Now that I understand Jussi's set up a little better (all the components seem to be fully internet facing) I also agree 100% with that.
John Pierce's advice was simple and correct. If you don't want to set up ifup-post scripts of your own, you can use shorewall. Shorewall is actually more complex, but you don't have to understand much about the "ip" tool to use it.
Understanding a bit about the "ip" tool and policy-based routing (and routing in general) will help to understand the configuration you have suggested, and mapping it to his needs.

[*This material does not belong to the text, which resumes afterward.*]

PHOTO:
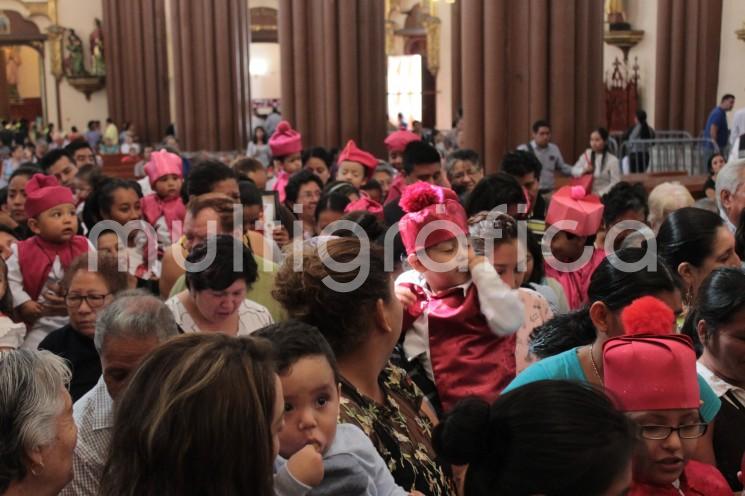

interfaces: inet eth0 - norfc1918,nosmurfs,tcpflags inet eth1 - norfc1918,nosmurfs,tcpflags lan virbr0 - dhcp
zones: fw firewall inet ipv4 lan ipv4
policy: $FW all ACCEPT inet inet DROP all inet ACCEPT all all REJECT info
providers: isp0 1 1 main eth0 62.236.221.78 track,balance isp1 2 2 main eth1 62.220.237.126 track,balance
route_rules: lo - isp0 11000 eth0 - isp0 11000 eth1 - isp1 11000 virbr0 - isp1 11000
Nice use of providers and route_rules. Only one bridge, the one that libvirtd brings up by default. Shorewall probably has to start after libvirtd for this to work. All Jussi has to do is to mod this and his xen-startup scripts to use the same bridge.